Pour autant, on ne peut passer sous silence le fait que Pepper Grinder ne propose qu’un contenu rachitique (comptez trois à quatre heures pour le parcourir dans son ensemble, et quelques-unes de plus pour le 100 %) avec sa poignée de biome à débloquer. Et ce ne sont pas les stickers virtuels ou skin à acheter avec la monnaie du jeu qui vont particulièrement nous inciter à grinder.
Même l’histoire n’a qu’un intérêt proche du néant. Non pas qu’on se lançait dans l’aventure pour cela, mais avoir un peu plus qu’un semblant de contexte (on échoue sur une île, se fait piquer notre trésor et partons à la poursuite des brigands) aurait été appréciable. Aucun dialogue, pas même une petite scénette accompagnée d’une musique évoquant la situation, on se croirait presque face à un jeu dans une Game jam (des concours de création de jeu en un temps imparti), l’enrobage esthétique en plus.
Et puisqu’on en est à évoquer le design sonore, celui-ci nous a semblé particulièrement raté, presque catastrophique même. Toutes les compositions ne sont pas forcément mauvaises, quoique certaines nous ont vraiment insupportées, mais c’est surtout qu’elles ne collent presque jamais au contexte dans lequel nous nous trouvons et n’ont aucune cohérence entre elles.

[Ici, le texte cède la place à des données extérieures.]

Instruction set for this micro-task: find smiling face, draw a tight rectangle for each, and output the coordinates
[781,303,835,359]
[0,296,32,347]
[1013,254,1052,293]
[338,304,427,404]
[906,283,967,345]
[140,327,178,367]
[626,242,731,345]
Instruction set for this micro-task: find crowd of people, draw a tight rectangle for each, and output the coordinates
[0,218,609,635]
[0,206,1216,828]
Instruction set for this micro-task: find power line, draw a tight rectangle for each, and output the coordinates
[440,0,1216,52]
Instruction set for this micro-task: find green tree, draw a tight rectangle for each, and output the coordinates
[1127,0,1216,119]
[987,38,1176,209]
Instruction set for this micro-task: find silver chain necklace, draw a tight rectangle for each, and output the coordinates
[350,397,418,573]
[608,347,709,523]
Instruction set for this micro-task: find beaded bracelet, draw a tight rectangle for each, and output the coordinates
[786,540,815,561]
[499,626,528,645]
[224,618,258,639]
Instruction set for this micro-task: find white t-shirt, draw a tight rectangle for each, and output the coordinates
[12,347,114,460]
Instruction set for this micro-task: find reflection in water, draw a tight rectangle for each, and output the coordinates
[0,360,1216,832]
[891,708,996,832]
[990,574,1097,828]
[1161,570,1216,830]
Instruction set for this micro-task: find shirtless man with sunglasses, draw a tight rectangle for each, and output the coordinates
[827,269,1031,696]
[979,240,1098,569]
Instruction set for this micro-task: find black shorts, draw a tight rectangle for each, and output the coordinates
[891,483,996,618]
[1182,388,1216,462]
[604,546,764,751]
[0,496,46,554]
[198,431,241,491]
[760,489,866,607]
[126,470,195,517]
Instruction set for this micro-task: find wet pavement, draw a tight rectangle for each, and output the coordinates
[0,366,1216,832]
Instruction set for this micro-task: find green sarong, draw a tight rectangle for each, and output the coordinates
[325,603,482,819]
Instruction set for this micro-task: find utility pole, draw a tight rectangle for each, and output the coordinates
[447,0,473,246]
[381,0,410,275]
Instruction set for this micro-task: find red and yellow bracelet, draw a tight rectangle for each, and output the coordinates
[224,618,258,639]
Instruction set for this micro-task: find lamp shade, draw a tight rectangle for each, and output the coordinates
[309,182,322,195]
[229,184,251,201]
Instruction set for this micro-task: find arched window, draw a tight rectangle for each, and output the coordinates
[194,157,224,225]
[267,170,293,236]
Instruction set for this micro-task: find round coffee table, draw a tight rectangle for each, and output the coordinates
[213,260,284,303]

Qu’il est difficile de conclure sur ce Pepper Grinder. Au travers de notre test, vous avez probablement ressenti notre déception au sortir de notre aventure. Le titre ne se base que sur son gameplay pour essayer de nous convaincre, et de fait, délaisse la plupart de ses autres aspects. Le design sonore ne nous a pas convaincu (c’est le moins que l’on puisse dire), l’histoire ou la narration sont inexistantes et le contenu général du titre, facturé près de 15 € tout de même (mais avec une démo sur l’eshop), est rachitique.
Pour autant, le titre n’est pas foncièrement mauvais, loin de là. La proposition est originale et les différents niveaux et la variété des situations qui nous sont proposées sont à louer. Et il faut bien reconnaitre que la proposition est audacieuse. Oser proposer un jeu complet presque uniquement basé sur un gameplay jonglant entre forage et balancement, avec pour principal objectif, le contre-la-montre, il faut le faire.
Une proposition qui pourra faire mouche auprès de joueurs acharnés n’ayant pas peur de devoir performer en dépit de bâtons dans les roues techniques (entre l’agencement des touches et l’inertie de l’héroïne, il y a de quoi rager), mais qui n’a pas su pleinement nous convaincre au fur et à mesure que nos mouvements devaient se faire plus précis et rapides. Dommage, car à défaut d’être trop poivré, on a bel et bien fini trop salé.